Quindi il settore può creare occupazione e i grandi maestri dell’ago e del filo si dichiarano ben disposti a insegnare i segreti del mestiere ai giovani «sebbene -avverte- Mescia- il percorso sia lungo e faticoso». Lo sa bene il suo allievo Jacopo Nesta, giovane che, dopo un percorso di studi in un settore assolutamente diverso, ha deciso di assecondare la sua passione per il taglio e cucito ed ha raccontato la sua esperienza al numeroso pubblico intervenuto.

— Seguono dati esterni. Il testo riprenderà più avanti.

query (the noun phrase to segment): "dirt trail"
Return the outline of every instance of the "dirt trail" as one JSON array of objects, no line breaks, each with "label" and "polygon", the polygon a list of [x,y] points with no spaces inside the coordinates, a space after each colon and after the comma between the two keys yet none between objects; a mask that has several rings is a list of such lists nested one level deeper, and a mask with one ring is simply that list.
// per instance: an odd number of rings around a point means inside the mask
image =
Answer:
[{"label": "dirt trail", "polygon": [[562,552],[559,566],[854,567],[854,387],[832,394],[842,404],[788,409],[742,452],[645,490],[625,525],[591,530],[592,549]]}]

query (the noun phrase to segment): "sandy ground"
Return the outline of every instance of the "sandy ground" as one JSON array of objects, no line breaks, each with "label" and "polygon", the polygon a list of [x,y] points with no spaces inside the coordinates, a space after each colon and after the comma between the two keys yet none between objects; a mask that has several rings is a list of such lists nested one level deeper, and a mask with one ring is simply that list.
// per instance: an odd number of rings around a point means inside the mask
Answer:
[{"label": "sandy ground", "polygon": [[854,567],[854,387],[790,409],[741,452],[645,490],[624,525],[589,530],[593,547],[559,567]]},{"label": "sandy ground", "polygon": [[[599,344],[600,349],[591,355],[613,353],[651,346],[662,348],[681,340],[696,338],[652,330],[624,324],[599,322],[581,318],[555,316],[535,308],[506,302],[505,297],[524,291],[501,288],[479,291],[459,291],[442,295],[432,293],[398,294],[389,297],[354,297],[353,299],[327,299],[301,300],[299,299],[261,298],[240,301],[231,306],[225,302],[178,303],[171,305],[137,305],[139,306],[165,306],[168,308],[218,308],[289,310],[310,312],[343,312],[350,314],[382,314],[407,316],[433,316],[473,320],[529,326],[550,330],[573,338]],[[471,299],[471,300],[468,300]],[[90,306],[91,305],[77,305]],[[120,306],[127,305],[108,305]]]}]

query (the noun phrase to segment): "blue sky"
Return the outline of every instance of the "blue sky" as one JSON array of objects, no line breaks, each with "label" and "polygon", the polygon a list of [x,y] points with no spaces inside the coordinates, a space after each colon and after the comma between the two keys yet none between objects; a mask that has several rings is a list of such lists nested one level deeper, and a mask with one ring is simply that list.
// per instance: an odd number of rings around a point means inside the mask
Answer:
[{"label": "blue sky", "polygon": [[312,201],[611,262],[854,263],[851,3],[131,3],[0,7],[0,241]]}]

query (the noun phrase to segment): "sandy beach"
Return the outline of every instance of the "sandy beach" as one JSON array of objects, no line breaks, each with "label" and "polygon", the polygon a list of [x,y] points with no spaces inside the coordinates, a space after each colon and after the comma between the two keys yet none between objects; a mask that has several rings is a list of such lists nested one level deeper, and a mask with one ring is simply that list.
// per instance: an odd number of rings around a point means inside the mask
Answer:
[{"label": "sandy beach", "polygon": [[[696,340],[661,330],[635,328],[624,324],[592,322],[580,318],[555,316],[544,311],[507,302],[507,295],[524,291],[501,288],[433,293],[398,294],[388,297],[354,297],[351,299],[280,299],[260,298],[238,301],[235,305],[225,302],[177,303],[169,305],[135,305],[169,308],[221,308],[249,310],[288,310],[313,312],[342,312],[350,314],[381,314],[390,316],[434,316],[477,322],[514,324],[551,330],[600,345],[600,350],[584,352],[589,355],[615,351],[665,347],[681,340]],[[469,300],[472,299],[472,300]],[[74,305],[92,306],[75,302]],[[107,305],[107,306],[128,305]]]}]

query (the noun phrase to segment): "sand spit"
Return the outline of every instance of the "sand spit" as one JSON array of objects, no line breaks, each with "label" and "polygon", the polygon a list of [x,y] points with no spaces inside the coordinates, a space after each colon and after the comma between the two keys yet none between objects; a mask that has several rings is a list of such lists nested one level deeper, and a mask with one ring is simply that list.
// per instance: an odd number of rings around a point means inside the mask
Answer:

In soccorso delle nuove leve sta per arrivare la Banca Dati Tessile, dopo anni di lavoro di raccolta e catalogazione di tessuti utilizzati in passato dalle grandi manifatture non più operative. «Si tratta -spiega la curatrice Consolata Pralormo- di un archivio fisico e telematico creato grazie a donazioni o prestiti d’uso temporanei, realizzato dall’Associazione Universo Design in collaborazione con il Politecnico di Torino, che da dicembre metterà a disposizione degli operatori oltre 40mila tessuti, che costituiscono il know how del passato a disposizione del futuro, per la possibilità di miscelare tessuti per crearne di nuovi, in virtù dei suggerimenti applicativi del software». L’archivio, con sede fisica in Via Bertola, ha peraltro dato lavoro a numerosi catalogatori e in futuro sarà mantenuto in vita attraverso gli abbonamenti dei professionisti.